寝転んで瞼を開ければくたびれた天井が見える。見飽きた天井だ、ダーナ領の片隅にあるリーンにあてがわれた部屋に戦の爪痕は見られないけれど、充満する空気は土煙と血と埃、リーンの知らない戦いの匂いだった。
明日にはここから出て行くのだと思うと、嬉しいような怖いような思いが溢れる。
いいこともたくさんあった、けれどもちろん辛い日々だった。下卑た男たちの視線に晒されるのはリーンの本意ではない。リーンはただ母の面影を探して体を動かし、そして踊りが好きなだけだ。
それでも踊りを通しかけがえのない友と知り合い、かけがえのない人と出会った。
口に出せぬ目にもあった。
窮地を助けてくれたのはアレスだった、端正な顔を歪めて助けてくれた輝く剣先をリーンは何度も繰り返し思い出していた。

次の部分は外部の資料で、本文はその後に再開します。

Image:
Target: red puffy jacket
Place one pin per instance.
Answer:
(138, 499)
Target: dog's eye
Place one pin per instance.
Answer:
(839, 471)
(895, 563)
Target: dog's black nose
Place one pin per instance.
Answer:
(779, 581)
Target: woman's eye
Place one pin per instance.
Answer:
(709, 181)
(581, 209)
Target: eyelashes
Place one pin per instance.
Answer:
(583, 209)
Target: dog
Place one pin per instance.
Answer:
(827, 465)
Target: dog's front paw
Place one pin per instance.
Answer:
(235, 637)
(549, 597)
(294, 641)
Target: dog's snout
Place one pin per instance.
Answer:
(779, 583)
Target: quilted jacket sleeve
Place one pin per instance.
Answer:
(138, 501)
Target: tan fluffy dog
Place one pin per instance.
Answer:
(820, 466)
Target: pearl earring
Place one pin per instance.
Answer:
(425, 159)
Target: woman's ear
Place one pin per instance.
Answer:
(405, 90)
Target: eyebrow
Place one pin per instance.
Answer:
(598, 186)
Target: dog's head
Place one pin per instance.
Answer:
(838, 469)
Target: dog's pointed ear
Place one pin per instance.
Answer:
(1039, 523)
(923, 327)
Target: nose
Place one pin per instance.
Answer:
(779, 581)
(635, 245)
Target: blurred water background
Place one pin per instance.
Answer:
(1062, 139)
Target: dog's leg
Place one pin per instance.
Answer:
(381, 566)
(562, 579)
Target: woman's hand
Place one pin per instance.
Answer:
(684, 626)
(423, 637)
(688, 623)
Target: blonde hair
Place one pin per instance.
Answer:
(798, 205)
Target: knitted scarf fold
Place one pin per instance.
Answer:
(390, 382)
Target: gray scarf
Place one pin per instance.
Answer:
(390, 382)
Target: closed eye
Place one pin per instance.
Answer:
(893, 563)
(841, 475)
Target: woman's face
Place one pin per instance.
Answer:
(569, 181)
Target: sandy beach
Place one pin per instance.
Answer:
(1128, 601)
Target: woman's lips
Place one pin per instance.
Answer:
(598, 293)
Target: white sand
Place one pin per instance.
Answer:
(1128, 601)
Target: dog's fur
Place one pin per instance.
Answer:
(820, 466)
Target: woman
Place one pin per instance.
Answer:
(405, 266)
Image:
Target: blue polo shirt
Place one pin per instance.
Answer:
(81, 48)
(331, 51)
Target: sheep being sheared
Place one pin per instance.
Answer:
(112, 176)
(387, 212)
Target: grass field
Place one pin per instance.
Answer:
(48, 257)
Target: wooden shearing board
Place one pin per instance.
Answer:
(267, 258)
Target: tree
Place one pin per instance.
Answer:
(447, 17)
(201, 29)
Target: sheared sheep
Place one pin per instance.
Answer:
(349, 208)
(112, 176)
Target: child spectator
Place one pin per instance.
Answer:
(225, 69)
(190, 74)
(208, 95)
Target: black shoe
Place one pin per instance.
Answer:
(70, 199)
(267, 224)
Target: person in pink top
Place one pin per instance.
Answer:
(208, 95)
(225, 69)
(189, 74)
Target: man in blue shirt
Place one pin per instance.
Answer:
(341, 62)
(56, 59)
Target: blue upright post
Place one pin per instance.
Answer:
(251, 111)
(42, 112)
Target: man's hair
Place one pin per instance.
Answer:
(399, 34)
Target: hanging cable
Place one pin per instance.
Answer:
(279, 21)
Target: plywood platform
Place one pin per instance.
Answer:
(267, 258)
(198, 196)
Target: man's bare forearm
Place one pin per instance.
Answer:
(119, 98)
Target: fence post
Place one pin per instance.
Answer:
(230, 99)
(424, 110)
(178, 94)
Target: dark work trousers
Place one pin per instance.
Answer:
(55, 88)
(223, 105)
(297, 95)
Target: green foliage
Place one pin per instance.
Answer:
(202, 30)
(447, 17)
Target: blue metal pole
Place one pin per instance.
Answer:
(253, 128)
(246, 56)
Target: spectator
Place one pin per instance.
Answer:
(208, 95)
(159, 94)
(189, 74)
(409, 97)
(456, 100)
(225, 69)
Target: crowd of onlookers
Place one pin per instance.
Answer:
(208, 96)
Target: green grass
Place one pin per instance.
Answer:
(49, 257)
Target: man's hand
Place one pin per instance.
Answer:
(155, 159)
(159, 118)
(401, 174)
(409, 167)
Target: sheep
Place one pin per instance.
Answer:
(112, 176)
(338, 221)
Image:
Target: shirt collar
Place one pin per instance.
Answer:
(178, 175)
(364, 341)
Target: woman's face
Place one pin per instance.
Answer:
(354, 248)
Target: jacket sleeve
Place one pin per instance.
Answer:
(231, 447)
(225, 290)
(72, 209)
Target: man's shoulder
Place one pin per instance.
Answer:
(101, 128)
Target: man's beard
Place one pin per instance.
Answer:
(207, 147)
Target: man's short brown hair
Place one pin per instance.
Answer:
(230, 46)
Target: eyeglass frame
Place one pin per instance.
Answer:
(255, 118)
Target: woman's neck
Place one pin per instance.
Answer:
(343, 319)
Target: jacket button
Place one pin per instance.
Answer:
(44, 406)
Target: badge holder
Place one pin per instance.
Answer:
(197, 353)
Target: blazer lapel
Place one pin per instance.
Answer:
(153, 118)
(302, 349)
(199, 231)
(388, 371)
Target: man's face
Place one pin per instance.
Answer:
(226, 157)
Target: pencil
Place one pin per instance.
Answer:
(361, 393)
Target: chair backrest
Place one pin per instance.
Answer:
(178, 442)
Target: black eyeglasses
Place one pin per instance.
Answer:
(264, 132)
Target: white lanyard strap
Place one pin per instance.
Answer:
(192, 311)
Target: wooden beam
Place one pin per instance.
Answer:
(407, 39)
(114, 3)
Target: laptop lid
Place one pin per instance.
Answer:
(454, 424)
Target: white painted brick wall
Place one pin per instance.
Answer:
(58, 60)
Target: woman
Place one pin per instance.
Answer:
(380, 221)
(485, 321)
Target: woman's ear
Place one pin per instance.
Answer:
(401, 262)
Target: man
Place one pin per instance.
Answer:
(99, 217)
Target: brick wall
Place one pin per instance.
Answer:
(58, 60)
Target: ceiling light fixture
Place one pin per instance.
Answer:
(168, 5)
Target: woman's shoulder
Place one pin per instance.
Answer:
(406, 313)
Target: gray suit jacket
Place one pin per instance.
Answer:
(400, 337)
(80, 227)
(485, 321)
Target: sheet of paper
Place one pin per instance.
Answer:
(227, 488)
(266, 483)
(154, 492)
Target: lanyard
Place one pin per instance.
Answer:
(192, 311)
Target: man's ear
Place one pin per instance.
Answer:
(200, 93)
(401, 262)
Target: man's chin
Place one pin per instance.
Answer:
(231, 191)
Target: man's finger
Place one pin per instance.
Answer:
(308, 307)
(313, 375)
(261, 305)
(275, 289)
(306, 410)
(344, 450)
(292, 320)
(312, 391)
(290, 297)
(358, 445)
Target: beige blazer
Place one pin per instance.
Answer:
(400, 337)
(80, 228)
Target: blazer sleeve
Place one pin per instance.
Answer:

そして差し出されたアレスの、剣だこのある手のひらを。
天井に向かいリーンは腕を伸ばす。
すでに薄く暮れがかる部屋の中に差し込む光は乏しい。砂漠の町にあっても白く透き通るリーンの手のひらは薄闇の中ぼんやりと浮かび上がるように視界を遮った。
アレスの手のひらと違い、小さくて力のない、弱々しい手のひらだ。
差し出されたアレスの手がリーンの手のひらを掴んだ時の安心感は、これまでに味わったことがないものだった。暖かくて力強く、リーンの手のひら全部を包み込んでくれた。床にへたり込んだリーンをアレスの広い胸の中に引き込んでくれた。あたたかい抱擁がリーンをつらい事実から引き離してくれたのだとわかった。ここが安らげる場所なのだと、繋いだ手のひらが、リーンの背に回ったアレスの腕が教えてくれた。
アレスの側が。
リーンはぎゅうと手のひらを握りしめた。
小さな手のひらだが、アレスに守られた手のひらだが、この手でいつかアレスを守っってあげたい。リーンが感じたように、アレスもリーンの側が安らぎだと感じてくれる日が来るように。